“Data protection policies that seem clear are often ambiguous"

“Data protection policies that seem clear are in fact highly ambiguous” says Hamza Harkous developer of Polisis © 2018 Alain Herzog

“Data protection policies that seem clear are in fact highly ambiguous” says Hamza Harkous developer of Polisis © 2018 Alain Herzog

A new EU regulation that went into effect in May has prompted consumers to pay more attention to how websites use the personal data they collect. With Polisis, an AI-based program developed at EPFL, consumers can get quick, easy-to-read summaries of websites’ data protection policies. And the program is becoming highly popular – EPFL’s Technology Transfer Office has received numerous license requests. Hamza Harkous, one of the software developers, is pleasantly surprised at its success and has just entered into a license agreement with US-based search engine DuckDuckGo. We spoke with Harkous about his one-of-a-kind program.

EPFL’s Technology Transfer Office (TTO) has recently seen a surge in requests for licenses for your software, which generates color-coded graphs highlighting the key elements of websites’ data protection policies. Who are all these requests coming from?

It’s true that the TTO has received over 20 license requests in the past few months. Most of them come from companies offering web services – such as personal data protection software and data monetization applications – as well as lawyers drafting data protection policies and disclaimers, who want to test their texts. Some ad agencies have requested licenses so that they can place ads in accordance with new regulatory requirements. A few of the requests we have received were for exclusivity agreements, which is something we want to avoid. We just entered into a license agreement with DuckDuckGo, a US search engine that stands apart for its commitment to protecting personal data. For instance, it doesn’t store any personal information about its users.

What benefits does your software offer DuckDuckGo?

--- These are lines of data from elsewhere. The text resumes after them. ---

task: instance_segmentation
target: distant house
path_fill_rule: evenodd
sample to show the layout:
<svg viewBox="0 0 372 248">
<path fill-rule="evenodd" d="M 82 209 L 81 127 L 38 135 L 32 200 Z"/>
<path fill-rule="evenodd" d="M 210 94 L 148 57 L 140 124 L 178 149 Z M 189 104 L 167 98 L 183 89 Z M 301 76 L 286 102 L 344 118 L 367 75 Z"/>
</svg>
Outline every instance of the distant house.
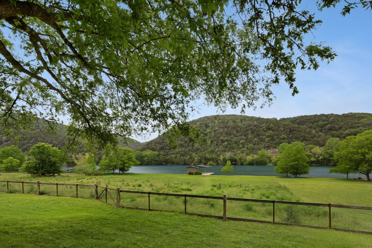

Its developers plan to incorporate our AI algorithms into the search engine’s Privacy Essentials extension. This extension already provides a summary of important data protection information, but that summary is generated by hand based on the policies of just a few dozen websites. With our algorithms, the summary generation process can be automated and expanded to include tens of thousands of websites. However, it’s worth pointing out that the summaries produced by our software have no legal value – they’re for information purposes only – but they do have a nearly 80% accuracy rate at this point.

Did you expect Polisis to be so successful when you were developing the algorithms?

We spent a year and a half developing the technology at EPFL’s Distributed Information Systems Laboratory, in association with the University of Wisconsin and the University of Michigan. The development was done for research purposes, but the number of license requests the TTO has received since we put the program online has far exceeded our expectations. And over 30,000 people have tried it out. Part of Polisis’ success is due to the fact that it’s easy to use – you don’t have to be an expert to understand the color-coded graphs it generates. The EU’s General Data Protection Regulation (GDPR) that took effect in May also helped. Our program clearly provides the easiest way to decipher all the different data protection policies, which are often long-winded but now mandatory for all websites. The GDPR has also prompted people who are simply curious to take an interest in our program. That makes me almost wish we had created a start-up to market our technology!

Do you have any competitors?

There are other websites out there that analyze data protection policies, but they don’t work the same way. They highlight specific sentences and clauses based on what a user searches for. But they don’t provide automatically-generated summaries of how websites use personal data.

Are you surprised by some of the things you found using your program?

It was interesting to see that some websites that you wouldn’t think are much concerned about data privacy actually show up as having robust policies. The developers of those websites probably hired an army of lawyers to comb through their policies and introduce generic terms that make it through filters. The end result is policies with extremely vague terms like “with our partners for different reasons,” “if necessary” and “effectively.” These policies seem clear when you first read them, but dig deeper and you’ll find that’s not the case. And the GDPR has not completely eliminated this trend. Our algorithms are designed to boost transparency and draw attention to these kinds of highly important details. We are currently working with Kassem Fawaz’s lab at the University of Wisconsin to improve our algorithms so they can better recognize generic terms.

Your software can help identify where personal data are sent and how they’re used, but can it check whether websites are actually following their data protection policies?

No, because we don’t have access to websites’ servers. But extensions like those provided by DuckDuckGo can spot advertising trackers and check whether websites disclose them in their data protection policies. That means you can see the websites’ privacy shortcomings – and avoid potential problems.